Editor's Note: Any reference to TheStreet Ratings and its underlying recommendation does not reflect the opinion of TheStreet, Inc. or any of its contributors including Jim Cramer or Stephanie Link.

The Diversified Services industry as a whole closed the day down 0.3% versus the S&P 500, which was down 1.6%. Laggards within the Diversified Services industry included

China Yida

(

CNYD

), down 4.6%,

Spar Group

(

SGRP

), down 5.8%,

Cambium Learning Group

(

ABCD

), down 1.9%,

PDI

(

PDII

), down 11.3% and

Amrep

(

AXR

), down 2.0%.

TheStreet Ratings Group would like to highlight 3 stocks that pushed the industry lower today:

Cambium Learning Group

(

ABCD

) is one of the companies that pushed the Diversified Services industry lower today. Cambium Learning Group was down $0.03 (1.9%) to $1.53 on light volume. Throughout the day, 1,211 shares of Cambium Learning Group exchanged hands as compared to its average daily volume of 25,100 shares. The stock ranged in price between $1.46-$1.55 after having opened the day at $1.55 as compared to the previous trading day's close of $1.56.
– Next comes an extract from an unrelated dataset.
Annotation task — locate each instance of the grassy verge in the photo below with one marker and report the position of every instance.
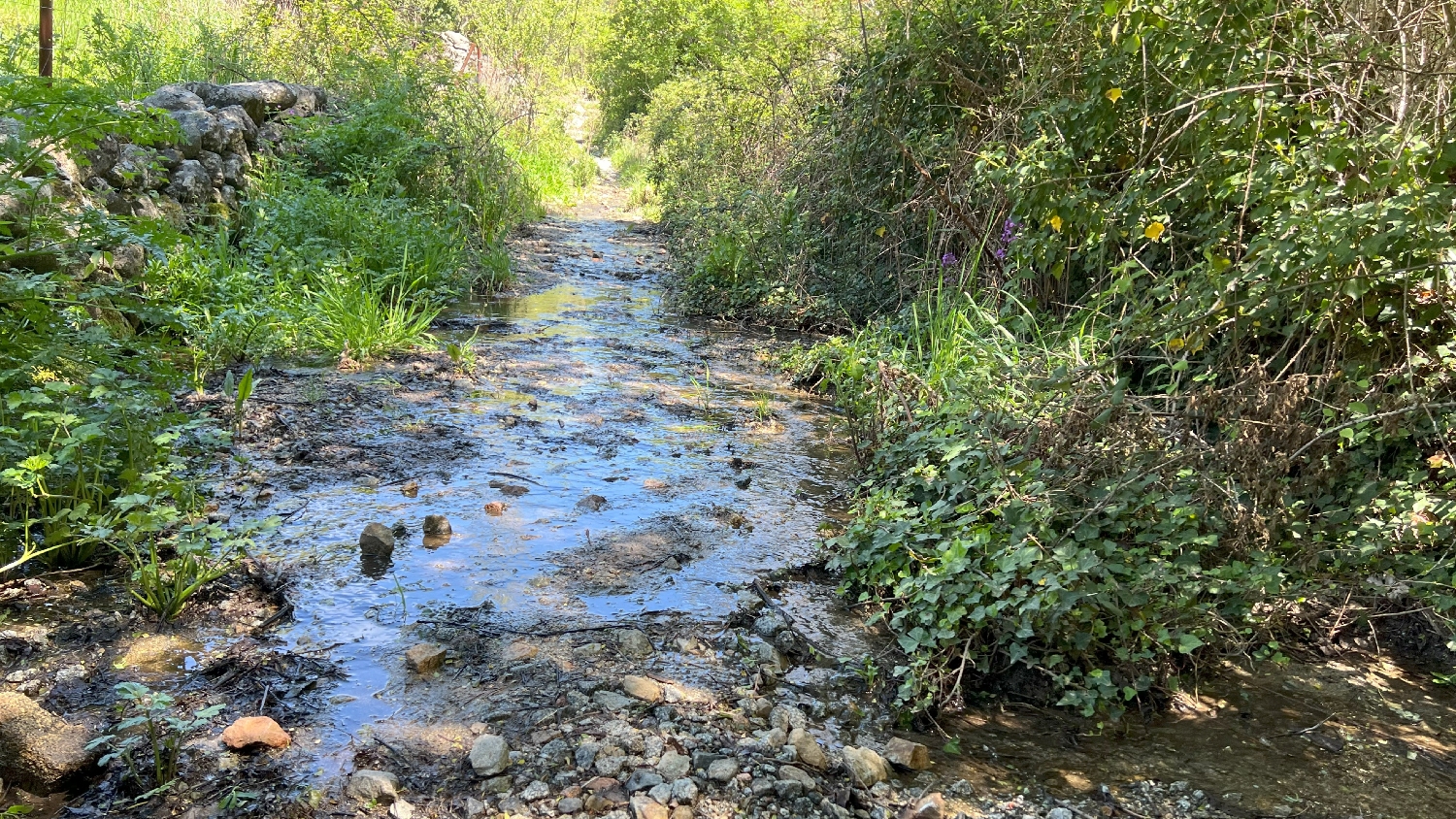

Cambium Learning Group, Inc. operates as an educational solutions and services company in the United States. It operates in four segments: Voyager Sopris Learning (VSL), Learning A-Z, ExploreLearning, and Kurzweil/IntelliTools. Cambium Learning Group has a market cap of $69.6 million and is part of the services sector. Shares are down 6.6% year-to-date as of the close of trading on Friday.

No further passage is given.